At the same time our policy must continue to allow relatively easy messaging, although children can be excluded from dangerous openings such as group chats not run by their school or church.

That policy must also continue to allow children to access educational and similar very worthwhile content while they become older and wiser and are able to start assessing social media platforms more maturely.

So a policy is not that simple. A lot of countries have been looking at the experience of Australia, the pioneer of getting platforms to bar children despite the extreme objections of disagreement by platform owners.

So far around 10 very common platforms have been forced to comply, and anyone trying to get around the policy with a new platform might as well face the same sanctions.

As new dangers arise the list will grow.

The second success throws the onus on the platform owners; children are not criminalised if they manage to stay on. But platform owners can face fines of up to A$49,5 million, around US$32 million, and that was a large enough penalty to make them take notice and build up processes that could exclude children.

Generally they like to see a Government ID, and since Zimbabwe wants everyone aged 16 and over to have such an ID, this offers a way forward. Appeal to good natures are not enough, there must be muscle.

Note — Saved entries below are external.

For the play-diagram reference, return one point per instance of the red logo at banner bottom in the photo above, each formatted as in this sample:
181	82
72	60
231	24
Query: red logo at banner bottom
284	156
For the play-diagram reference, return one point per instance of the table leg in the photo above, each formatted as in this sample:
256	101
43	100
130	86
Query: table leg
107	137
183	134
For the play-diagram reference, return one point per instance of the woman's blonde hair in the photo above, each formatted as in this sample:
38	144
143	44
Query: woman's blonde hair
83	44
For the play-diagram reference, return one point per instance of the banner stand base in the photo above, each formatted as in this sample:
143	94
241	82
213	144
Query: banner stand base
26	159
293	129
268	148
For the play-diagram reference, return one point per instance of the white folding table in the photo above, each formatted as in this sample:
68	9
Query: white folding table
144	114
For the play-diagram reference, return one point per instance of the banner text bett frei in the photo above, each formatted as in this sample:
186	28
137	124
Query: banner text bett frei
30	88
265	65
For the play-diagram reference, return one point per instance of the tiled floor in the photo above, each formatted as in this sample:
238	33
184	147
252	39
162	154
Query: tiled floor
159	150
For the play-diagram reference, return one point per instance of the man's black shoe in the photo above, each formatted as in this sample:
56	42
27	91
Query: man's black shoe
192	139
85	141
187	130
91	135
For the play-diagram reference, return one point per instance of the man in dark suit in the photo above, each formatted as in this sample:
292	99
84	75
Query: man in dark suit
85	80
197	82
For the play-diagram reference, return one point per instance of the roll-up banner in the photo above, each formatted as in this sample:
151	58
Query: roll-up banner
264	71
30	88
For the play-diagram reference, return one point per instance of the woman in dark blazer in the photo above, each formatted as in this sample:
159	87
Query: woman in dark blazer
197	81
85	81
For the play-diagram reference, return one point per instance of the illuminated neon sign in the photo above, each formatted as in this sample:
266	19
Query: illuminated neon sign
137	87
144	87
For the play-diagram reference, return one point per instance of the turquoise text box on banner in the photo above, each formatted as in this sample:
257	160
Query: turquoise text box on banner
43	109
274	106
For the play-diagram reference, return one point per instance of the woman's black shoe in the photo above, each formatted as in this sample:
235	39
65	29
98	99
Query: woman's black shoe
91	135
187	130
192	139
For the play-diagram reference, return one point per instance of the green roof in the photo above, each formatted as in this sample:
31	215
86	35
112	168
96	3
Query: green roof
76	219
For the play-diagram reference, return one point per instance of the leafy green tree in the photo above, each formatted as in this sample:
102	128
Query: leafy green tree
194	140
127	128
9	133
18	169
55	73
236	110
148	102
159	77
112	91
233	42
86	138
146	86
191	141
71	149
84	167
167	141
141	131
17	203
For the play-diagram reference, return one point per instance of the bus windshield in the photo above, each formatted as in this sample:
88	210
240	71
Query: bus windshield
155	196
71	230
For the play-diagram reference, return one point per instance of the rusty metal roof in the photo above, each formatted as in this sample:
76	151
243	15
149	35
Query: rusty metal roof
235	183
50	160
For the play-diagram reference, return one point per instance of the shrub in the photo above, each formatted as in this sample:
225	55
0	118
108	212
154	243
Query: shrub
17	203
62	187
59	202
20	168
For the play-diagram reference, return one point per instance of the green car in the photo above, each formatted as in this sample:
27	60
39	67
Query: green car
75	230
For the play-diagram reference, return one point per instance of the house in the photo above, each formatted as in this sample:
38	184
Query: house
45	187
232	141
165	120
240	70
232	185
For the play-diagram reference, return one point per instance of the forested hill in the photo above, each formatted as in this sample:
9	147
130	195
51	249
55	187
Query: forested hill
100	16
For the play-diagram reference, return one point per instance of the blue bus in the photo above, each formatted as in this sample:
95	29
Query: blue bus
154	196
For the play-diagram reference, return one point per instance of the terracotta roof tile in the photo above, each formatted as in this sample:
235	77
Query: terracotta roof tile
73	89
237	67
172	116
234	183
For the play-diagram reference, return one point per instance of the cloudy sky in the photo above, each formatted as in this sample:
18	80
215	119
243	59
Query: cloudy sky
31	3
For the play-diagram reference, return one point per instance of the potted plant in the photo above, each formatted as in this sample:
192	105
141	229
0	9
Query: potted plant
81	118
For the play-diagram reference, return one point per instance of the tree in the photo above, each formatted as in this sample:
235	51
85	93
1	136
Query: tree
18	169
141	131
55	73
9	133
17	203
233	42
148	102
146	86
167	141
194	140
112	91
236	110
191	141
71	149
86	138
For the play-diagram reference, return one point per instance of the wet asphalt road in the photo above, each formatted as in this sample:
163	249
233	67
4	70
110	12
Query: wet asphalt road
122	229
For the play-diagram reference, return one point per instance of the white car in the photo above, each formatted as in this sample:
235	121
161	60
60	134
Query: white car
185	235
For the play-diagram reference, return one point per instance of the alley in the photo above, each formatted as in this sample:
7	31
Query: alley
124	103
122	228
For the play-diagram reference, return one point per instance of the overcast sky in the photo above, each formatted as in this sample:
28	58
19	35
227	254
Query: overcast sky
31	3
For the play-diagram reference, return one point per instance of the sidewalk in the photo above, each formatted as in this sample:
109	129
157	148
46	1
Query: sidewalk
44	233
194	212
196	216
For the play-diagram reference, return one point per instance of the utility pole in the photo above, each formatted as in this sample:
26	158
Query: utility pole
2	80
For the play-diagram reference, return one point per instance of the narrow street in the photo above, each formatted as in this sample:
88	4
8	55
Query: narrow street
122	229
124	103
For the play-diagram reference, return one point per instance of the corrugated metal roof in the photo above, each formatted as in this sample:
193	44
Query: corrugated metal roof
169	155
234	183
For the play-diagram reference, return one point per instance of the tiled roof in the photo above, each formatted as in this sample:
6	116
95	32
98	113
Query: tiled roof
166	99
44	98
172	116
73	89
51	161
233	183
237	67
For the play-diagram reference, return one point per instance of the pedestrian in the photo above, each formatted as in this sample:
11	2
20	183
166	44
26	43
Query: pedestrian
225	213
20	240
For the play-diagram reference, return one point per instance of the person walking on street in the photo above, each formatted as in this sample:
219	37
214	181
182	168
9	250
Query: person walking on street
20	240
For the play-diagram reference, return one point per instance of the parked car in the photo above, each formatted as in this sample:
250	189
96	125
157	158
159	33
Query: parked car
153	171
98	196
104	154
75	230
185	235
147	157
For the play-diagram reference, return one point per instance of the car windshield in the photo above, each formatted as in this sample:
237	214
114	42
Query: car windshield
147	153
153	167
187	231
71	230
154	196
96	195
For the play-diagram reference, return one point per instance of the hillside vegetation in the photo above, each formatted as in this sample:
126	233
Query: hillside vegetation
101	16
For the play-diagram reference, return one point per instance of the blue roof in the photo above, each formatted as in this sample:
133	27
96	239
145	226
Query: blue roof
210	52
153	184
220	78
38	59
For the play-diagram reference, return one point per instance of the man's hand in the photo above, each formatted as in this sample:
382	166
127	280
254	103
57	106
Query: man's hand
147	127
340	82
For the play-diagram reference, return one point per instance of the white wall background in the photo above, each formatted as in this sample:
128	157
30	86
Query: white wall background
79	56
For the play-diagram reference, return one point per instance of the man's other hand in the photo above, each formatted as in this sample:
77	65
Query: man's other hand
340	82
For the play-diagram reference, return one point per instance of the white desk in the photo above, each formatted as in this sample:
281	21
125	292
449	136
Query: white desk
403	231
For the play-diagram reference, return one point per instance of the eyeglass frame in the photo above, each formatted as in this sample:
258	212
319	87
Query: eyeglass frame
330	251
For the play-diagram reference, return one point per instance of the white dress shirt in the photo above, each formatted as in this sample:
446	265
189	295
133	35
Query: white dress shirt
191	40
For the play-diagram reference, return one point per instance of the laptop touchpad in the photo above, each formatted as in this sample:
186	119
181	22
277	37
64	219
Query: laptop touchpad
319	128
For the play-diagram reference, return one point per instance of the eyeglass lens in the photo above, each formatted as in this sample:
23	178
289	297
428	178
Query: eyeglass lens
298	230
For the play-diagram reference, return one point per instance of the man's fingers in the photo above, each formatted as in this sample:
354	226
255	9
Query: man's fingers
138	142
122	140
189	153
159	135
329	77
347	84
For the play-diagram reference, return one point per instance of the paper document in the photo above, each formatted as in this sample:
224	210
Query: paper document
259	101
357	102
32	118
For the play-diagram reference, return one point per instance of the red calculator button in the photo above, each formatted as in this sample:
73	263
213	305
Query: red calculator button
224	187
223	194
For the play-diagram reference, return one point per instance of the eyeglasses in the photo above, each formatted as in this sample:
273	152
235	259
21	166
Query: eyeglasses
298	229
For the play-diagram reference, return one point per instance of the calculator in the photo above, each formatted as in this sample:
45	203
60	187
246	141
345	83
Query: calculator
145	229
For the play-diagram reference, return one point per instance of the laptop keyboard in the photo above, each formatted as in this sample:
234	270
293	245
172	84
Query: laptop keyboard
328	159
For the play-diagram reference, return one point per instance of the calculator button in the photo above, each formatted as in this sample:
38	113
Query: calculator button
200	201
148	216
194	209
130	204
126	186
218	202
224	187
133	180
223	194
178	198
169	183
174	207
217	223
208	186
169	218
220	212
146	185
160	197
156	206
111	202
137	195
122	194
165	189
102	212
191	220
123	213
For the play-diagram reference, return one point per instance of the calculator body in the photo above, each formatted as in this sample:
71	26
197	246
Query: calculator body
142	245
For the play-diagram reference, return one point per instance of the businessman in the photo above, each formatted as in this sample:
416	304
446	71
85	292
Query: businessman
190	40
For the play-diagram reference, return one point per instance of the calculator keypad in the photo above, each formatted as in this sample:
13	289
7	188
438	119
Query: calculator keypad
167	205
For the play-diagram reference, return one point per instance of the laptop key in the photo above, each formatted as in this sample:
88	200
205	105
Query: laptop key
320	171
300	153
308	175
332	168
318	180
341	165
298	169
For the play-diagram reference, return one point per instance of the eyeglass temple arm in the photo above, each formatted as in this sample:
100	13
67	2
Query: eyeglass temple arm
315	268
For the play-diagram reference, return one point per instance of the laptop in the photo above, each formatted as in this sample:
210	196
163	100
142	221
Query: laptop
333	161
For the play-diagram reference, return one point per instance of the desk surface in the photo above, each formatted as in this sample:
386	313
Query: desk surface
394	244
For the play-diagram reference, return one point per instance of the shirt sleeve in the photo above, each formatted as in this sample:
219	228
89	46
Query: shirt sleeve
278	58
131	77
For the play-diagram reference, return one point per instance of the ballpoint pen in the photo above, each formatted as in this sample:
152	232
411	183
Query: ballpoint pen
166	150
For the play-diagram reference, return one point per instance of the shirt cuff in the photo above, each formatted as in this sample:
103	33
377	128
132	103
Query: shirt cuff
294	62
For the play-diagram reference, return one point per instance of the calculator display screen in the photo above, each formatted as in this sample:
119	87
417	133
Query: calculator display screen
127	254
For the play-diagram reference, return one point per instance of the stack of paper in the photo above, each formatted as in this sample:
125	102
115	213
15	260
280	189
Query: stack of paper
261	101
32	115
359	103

A more creative response has started to come forward from some platform providers with separate child-friendly platforms, and that positive development is likely to be built up as more countries, start forcing the platform owners to keep children off their general social media sites.

Such platforms must be encouraged, offering that safe space where children can develop their social media skills with little danger, a bit like the school and church group dances that many parents allow their teenage children to attend so that when they are adults they are not just dropped in the deep end.

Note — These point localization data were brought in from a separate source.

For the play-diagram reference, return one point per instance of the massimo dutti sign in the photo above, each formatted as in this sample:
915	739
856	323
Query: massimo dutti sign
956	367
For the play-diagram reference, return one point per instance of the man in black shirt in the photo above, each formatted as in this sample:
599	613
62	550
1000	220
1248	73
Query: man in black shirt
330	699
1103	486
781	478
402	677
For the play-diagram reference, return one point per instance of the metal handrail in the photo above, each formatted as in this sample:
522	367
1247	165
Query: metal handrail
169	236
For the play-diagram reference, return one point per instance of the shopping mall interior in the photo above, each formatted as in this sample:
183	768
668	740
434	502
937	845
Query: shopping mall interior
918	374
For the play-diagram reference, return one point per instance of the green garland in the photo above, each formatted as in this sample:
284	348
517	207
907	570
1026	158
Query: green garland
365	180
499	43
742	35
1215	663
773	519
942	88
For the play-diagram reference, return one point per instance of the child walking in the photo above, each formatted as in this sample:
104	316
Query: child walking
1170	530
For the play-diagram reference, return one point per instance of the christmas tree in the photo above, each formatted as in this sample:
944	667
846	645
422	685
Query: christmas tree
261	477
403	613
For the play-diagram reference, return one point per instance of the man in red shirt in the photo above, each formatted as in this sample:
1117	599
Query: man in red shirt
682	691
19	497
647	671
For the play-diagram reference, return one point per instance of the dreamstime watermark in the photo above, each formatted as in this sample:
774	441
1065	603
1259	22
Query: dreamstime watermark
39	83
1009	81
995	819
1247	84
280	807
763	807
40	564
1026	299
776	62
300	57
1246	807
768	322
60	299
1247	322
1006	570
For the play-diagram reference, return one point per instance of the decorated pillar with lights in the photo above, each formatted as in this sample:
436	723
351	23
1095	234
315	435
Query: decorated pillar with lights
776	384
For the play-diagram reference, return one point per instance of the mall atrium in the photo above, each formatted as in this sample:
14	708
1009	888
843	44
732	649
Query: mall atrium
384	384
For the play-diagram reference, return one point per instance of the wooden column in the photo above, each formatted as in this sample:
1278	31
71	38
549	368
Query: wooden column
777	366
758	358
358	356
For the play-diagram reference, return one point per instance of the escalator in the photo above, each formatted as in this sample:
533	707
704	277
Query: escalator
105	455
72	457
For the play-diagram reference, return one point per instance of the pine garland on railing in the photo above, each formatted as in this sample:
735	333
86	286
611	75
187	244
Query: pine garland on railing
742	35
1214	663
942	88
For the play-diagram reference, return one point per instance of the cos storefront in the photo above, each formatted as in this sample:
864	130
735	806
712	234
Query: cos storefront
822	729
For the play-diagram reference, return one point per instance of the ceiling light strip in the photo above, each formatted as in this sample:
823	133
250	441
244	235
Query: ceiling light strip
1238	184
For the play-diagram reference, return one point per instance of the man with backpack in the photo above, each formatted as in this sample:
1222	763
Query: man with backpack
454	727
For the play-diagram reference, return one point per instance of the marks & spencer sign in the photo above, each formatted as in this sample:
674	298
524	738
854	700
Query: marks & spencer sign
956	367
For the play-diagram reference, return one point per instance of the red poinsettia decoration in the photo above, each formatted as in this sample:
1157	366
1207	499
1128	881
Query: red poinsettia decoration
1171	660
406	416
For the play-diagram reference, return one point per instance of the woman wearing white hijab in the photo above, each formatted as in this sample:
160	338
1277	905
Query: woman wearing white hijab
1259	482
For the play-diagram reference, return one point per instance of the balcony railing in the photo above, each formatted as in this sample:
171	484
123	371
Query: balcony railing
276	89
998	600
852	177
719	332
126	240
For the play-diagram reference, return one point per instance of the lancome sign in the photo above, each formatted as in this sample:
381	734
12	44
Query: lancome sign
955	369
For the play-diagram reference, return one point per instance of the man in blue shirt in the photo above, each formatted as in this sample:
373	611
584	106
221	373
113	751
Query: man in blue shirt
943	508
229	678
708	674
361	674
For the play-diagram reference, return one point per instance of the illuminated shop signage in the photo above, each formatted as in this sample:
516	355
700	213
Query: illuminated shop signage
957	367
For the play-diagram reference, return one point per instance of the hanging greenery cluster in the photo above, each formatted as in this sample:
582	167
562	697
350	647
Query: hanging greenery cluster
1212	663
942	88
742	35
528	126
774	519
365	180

Protecting children with age limits is not new. After the initial free-for-all in the film industry when it started up, a fairly tight censorship regime became common world-wide.

As this disintegrated a few decades later, there was some turmoil before the obvious solution of tight rating and age limits became the norm.

We keep children out of bars and nightclubs; we do not allow them to buy liquor; we have age limits on when they can buy cigarettes. This protects them.

The Ministry of Information Communication Technology, Postal and Courier Services will obviously consult widely as it builds up a child protection policy.

It will also find that even parents will have a wide range of views, sometimes because they themselves do not live on the worst social media platforms, but a rational policy can be worked out and backed by muscle.